SecureSpectra: Safeguarding Digital Identity from Deep Fake Threats via Intelligent Signatures
Oguzhan Baser, Kaan Kale, Sandeep P. Chinchali
TL;DR
DeepFake audio threatens voice-verified security and information integrity. The authors propose SecureSpectra, which signs audio with an irreversible, orthogonal high-frequency signature using a private key: $a_i^* = S(a_i, \kappa_i; \theta_\mathcal{S})$, and detects it via a public verifier $\phi$ trained with a joint loss $\mathcal{L}_\mathcal{S}+\mathcal{L}_\phi$, while employing differential privacy on keys to prevent reverse engineering. The method demonstrates up to a 71–81% boost in detection accuracy over baselines and reduces EER across multiple datasets (CV, LibriSpeech, VoxCeleb), with a modest ~4% accuracy loss when DP is enabled. By leveraging DF’s difficulty in reproducing high-frequency content, SecureSpectra provides a model-agnostic, open-source defense for digital voice identity in security-critical contexts such as banking and political communication.
Abstract
Advancements in DeepFake (DF) audio models pose a significant threat to voice authentication systems, leading to unauthorized access and the spread of misinformation.
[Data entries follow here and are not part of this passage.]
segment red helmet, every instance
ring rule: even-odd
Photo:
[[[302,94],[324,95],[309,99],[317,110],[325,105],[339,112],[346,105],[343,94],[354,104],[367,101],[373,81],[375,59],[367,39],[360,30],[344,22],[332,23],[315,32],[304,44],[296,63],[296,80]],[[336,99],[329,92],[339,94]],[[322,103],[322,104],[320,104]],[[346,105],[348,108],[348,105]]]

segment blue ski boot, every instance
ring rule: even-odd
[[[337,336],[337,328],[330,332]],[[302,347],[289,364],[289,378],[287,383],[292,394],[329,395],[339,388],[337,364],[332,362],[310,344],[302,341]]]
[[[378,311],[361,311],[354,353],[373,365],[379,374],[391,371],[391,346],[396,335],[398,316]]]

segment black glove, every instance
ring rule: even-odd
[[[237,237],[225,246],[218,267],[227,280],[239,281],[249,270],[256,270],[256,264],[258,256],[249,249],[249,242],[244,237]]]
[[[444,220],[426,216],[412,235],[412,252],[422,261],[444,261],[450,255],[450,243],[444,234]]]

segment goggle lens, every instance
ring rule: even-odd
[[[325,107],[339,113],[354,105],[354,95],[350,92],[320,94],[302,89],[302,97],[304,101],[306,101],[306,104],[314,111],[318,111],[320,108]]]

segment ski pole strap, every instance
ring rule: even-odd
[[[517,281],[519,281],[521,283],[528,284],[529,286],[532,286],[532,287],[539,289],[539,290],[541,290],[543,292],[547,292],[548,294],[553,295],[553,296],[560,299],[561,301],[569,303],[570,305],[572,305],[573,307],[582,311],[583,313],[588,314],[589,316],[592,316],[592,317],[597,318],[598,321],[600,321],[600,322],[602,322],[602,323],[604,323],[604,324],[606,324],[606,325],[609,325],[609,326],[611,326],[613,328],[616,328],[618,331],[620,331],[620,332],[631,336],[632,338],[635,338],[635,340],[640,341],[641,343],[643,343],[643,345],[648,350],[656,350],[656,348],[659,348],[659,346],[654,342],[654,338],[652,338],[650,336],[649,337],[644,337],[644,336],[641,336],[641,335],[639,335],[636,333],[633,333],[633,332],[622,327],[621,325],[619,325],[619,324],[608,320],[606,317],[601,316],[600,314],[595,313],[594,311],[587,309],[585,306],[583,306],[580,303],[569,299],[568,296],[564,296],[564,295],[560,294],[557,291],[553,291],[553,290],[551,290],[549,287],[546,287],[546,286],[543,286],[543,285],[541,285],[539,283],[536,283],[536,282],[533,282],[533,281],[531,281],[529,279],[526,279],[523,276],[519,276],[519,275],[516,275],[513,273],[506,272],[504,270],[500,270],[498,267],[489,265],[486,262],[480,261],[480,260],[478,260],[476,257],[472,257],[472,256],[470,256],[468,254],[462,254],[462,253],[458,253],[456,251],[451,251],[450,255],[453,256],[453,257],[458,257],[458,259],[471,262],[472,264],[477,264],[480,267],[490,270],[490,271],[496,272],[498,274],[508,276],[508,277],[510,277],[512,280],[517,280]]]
We introduce a defense mechanism, SecureSpectra, addressing DF threats by embedding orthogonal, irreversible signatures within audio. SecureSpectra leverages the inability of DF models to replicate high-frequency content, which we empirically identify across diverse datasets and DF models. Integrating differential privacy into the pipeline protects signatures from reverse engineering and strikes a delicate balance between enhanced security and minimal performance compromises. Our evaluations on Mozilla Common Voice, LibriSpeech, and VoxCeleb datasets showcase SecureSpectra's superior performance, outperforming recent works by up to 71% in detection accuracy. We open-source SecureSpectra to benefit the research community.